Is there a way to delete old documents based on a filed which has timestamp?
What I want to do is just keep the latest document per id

example
id. timestamp
1 1pm
1 2pm
1 3pm
1 4pm
2. 3pm
2. 4pm
2. 6pm
2. 7pm

I want to keep only the 4 pm document for id 1 and delete all the others, similarly for id 2, want to keep only 7pm document and delete all the rest.

Thank you!

If you stored the hour of the day as a field in your document and have the id field as well, you can create a query to select those documents and make sure it works well using the search API.

Then use that query in a Delete By Query API call.

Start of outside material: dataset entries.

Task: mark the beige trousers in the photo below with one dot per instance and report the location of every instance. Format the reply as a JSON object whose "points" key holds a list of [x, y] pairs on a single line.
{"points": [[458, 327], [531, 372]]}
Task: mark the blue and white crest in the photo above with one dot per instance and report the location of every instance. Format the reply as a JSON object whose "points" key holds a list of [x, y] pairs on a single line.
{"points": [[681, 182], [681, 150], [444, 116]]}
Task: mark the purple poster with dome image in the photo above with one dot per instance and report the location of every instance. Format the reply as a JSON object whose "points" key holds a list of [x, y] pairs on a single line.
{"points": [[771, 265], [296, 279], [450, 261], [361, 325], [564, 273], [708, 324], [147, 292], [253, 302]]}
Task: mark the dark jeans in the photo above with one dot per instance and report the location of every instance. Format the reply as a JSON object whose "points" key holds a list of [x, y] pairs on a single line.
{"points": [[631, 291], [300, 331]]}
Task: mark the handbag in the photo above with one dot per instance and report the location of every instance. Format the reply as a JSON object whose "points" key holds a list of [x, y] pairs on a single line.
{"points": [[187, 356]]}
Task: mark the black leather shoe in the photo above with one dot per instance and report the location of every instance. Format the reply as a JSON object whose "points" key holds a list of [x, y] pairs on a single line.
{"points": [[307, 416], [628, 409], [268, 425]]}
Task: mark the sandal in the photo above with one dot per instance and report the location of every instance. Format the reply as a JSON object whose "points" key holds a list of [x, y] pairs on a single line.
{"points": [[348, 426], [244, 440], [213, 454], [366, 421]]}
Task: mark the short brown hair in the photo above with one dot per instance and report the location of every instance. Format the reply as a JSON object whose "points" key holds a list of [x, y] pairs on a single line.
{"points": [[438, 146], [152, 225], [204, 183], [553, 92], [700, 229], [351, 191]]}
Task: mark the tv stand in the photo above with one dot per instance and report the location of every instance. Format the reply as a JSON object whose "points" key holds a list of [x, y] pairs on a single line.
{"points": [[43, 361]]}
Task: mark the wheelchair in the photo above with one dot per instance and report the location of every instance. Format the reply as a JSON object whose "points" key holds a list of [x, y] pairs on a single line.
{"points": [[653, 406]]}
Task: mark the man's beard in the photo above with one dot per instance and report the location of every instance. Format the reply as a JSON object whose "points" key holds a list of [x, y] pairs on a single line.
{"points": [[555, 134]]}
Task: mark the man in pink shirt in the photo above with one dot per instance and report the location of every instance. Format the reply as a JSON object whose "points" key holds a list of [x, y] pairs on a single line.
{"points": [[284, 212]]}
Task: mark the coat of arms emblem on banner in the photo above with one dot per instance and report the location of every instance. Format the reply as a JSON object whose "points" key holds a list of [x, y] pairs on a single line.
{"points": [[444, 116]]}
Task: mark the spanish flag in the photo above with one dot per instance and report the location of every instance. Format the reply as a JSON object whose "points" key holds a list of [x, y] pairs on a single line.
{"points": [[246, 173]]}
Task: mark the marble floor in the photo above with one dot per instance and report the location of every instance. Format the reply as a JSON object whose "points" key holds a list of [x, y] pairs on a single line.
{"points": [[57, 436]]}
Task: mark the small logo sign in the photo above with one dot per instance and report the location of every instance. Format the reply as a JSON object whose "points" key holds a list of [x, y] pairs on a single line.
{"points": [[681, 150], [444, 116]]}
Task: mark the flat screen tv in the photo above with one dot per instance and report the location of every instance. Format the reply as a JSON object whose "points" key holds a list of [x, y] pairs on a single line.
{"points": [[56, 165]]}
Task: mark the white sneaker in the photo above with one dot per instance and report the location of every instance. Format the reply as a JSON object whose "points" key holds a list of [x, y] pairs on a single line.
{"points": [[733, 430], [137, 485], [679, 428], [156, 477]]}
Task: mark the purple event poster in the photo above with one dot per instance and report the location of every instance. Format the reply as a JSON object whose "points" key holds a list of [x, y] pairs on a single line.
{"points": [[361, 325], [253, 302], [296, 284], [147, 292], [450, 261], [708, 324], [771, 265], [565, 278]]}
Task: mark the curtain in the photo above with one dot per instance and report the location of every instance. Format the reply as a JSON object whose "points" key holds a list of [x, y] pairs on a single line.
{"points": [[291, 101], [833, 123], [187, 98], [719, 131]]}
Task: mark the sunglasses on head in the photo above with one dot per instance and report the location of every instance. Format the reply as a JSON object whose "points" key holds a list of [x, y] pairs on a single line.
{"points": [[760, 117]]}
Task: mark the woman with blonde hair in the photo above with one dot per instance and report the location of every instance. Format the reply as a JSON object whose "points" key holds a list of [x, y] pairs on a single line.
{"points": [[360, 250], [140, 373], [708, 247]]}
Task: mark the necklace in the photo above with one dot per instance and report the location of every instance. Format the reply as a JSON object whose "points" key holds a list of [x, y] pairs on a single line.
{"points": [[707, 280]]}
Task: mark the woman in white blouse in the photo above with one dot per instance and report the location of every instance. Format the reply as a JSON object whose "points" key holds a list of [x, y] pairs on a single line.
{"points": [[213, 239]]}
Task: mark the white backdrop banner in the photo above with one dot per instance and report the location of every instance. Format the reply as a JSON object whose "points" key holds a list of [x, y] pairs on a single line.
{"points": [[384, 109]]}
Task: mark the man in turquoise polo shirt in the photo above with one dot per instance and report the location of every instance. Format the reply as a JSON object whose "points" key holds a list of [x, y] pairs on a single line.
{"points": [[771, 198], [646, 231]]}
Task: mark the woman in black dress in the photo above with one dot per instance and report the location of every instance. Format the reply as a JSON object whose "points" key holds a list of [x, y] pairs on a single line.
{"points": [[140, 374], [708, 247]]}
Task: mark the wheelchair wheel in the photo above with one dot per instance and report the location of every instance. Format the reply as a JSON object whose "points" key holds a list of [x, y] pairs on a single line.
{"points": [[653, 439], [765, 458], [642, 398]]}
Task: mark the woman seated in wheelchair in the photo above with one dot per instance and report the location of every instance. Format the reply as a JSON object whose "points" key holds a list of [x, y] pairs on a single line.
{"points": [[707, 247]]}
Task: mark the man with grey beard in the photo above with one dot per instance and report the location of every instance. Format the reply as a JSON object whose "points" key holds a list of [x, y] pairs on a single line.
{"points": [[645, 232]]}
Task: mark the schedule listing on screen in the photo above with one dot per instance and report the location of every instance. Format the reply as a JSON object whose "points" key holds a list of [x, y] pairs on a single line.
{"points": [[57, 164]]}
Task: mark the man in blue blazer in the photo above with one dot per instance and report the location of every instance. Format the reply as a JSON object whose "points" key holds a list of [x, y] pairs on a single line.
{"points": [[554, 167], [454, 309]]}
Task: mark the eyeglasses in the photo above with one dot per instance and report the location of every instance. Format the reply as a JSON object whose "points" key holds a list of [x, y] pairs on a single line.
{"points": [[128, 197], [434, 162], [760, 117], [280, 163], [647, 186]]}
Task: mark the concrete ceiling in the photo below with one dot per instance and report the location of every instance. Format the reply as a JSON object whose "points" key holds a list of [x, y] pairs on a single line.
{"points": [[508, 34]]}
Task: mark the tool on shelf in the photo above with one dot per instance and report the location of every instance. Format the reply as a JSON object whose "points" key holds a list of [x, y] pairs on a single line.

Thank you David. So I have a query to give me the most recent document for each id. Now I want to delete all the other documents for that id except the latest document. I am really new to Elastic search and not sure how the query will look like. Please could you guide me in the right direction?

{
"aggs":{
"top_tags":{
"terms":{
"field":"id.keyword"
},
"aggs":{
"top_sales_hits":{
"top_hits":{
"sort":[
{
"Time":{
"order":"desc"
}
}
]
}

I believe you need to write some kind of a manual script to do that. Like getting all _id that needs to be deleted and call for each the DELETE document API?

But why you are in that situation? Why not using the id field of your document as the _id of the elasticsearch document?

In that case, anytime you are writing a new "version" of the document, a more recent version I mean, old version will be overwritten.
That way, there is nothing else to do.

This topic was automatically closed 28 days after the last reply. New replies are no longer allowed.